Infer language¶
NLP • inference • model • text
Detect the language used for each text in the input column.
Each language will be represented by its ISO 639-1 language code, such as "en", "es", "it" for English, Spanish and Italian respectively.
Usage¶
The following are the step's expected inputs and outputs and their specific types.
infer_language(text: text, {"param": value}) -> (lang: category)
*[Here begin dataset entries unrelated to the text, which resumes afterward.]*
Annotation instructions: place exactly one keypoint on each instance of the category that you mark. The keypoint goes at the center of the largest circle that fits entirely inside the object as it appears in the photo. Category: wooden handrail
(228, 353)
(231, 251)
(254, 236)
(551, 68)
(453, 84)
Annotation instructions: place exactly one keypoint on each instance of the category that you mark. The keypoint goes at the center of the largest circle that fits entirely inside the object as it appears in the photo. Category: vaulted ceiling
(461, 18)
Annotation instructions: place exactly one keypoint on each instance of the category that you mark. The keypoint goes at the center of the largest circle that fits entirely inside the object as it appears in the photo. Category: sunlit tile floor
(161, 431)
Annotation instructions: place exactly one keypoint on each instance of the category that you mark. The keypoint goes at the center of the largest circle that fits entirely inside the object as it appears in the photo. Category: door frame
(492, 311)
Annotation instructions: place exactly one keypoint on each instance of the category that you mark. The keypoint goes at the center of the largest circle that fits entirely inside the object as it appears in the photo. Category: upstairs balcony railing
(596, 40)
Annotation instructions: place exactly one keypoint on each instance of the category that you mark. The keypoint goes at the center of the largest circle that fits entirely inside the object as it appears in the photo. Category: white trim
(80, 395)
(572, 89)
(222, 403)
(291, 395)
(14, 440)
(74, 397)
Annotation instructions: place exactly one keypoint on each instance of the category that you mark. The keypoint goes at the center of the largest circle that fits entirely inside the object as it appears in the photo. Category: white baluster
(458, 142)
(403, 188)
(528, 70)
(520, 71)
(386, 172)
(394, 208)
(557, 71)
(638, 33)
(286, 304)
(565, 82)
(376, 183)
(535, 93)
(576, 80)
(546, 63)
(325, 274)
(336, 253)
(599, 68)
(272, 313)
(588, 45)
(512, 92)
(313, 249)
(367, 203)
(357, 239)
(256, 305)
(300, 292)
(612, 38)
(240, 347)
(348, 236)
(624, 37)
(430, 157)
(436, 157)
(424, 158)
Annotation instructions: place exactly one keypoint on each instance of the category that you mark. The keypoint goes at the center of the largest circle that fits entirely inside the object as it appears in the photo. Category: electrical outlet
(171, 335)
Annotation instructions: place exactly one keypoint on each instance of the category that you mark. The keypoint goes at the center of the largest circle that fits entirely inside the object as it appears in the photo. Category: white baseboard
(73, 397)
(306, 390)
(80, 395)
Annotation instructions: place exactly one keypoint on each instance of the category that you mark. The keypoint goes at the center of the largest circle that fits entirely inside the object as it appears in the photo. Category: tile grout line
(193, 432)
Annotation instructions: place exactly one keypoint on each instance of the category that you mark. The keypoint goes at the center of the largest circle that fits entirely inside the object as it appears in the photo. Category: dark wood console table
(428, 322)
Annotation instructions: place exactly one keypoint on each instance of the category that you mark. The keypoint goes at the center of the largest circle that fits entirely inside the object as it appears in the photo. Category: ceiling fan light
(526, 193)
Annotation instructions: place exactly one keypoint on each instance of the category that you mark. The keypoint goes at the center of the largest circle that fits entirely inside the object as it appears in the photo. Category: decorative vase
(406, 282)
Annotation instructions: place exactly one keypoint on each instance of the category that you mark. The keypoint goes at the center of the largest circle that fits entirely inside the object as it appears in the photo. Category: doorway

where the object {"param": value}
is optional in most cases and if present may contain any of the parameters described in the
corresponding section below.
Example¶
In most cases no special configuration should be necessary, so simply
infer_language(ds.text) -> (ds.language)
Inputs¶
text: column:text
A text column to detect languages for.
Outputs¶
lang: column:category
A column identifying the language of each text using its two-letter ISO 639-1 language code.
Parameters¶
min_probability: number = 0.5
Minimum probability to assign a language for a particular text. If the model used to infer the language is less sure about a language than this, the corresponding text will be assigned no language, and will have a missing values instead (NaN).
Range: 0 ≤ min_probability ≤ 1
allowed_languages: array[string] = ['en', 'es', 'pt', 'fr', 'de', 'it', 'eu', 'ca', 'tr', 'ar']
Only these languages will be inferred. Can be used to limit language detection to a smaller set if necessary.
Items in allowed_languages
item: string
Must be one of:
"en"
,
"es"
,
"pt"
,
"fr"
,
"de"
,
"it"
,
"eu"
,
"ca"
,
"tr"
,
"ar"